Navy Barbers, Ship’s Store Clerks Get New Title to Relate Better to Civilian World
The change from the old rating — ship’s serviceman — took effect Oct. 1 and was made as part of a service-wide effort to align Navy jobs with their counterparts in the civilian world, according to a statement from Naval Personnel Command.
The revision affects only the rating’s name itself and will not impact advancement exams, selection boards or career paths, the message said. Sailors’ uniforms will keep the same rating badges — a crossed key and quill.
Senior Chief Petty Officer Pablo Ayala, a retail services specialist at Yokosuka Naval Base, Japan, said most sailors in his field were often faced with clearing up confusion when civilians asked about the duties of a ship’s serviceman.
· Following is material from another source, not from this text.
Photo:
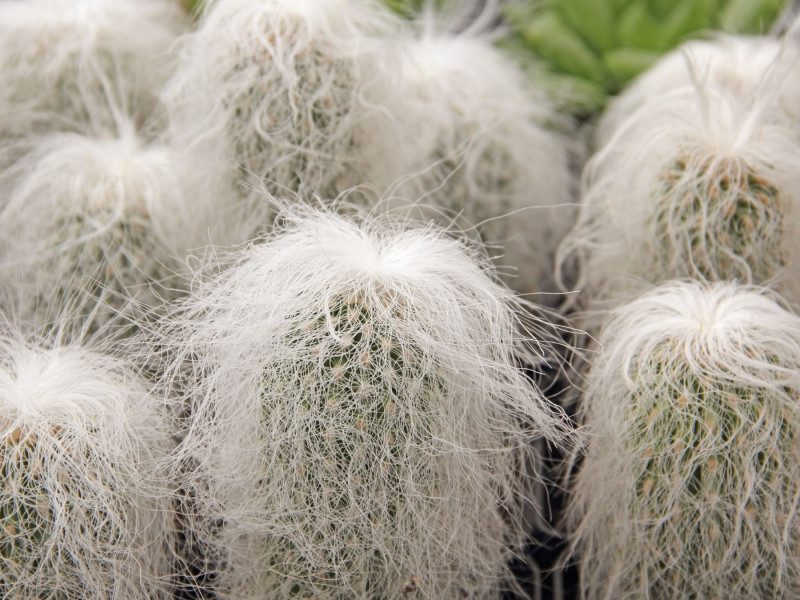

“We always have to follow that up with a brief description of what we do,” he said in a separate Navy statement. “Retail services specialist will give a better understanding from a non-military perspective of what we do every day to support the fleet.”
The change is part of the Navy’s “Sailor 2025” initiative, which seeks to modernize how the service recruits, promotes and delivers information to sailors.
The retail services specialist rating took root in 1885, when the tailor rating was established. That was changed to ship’s serviceman in 1943 to include other jobs like cobbler, barber and laundryman.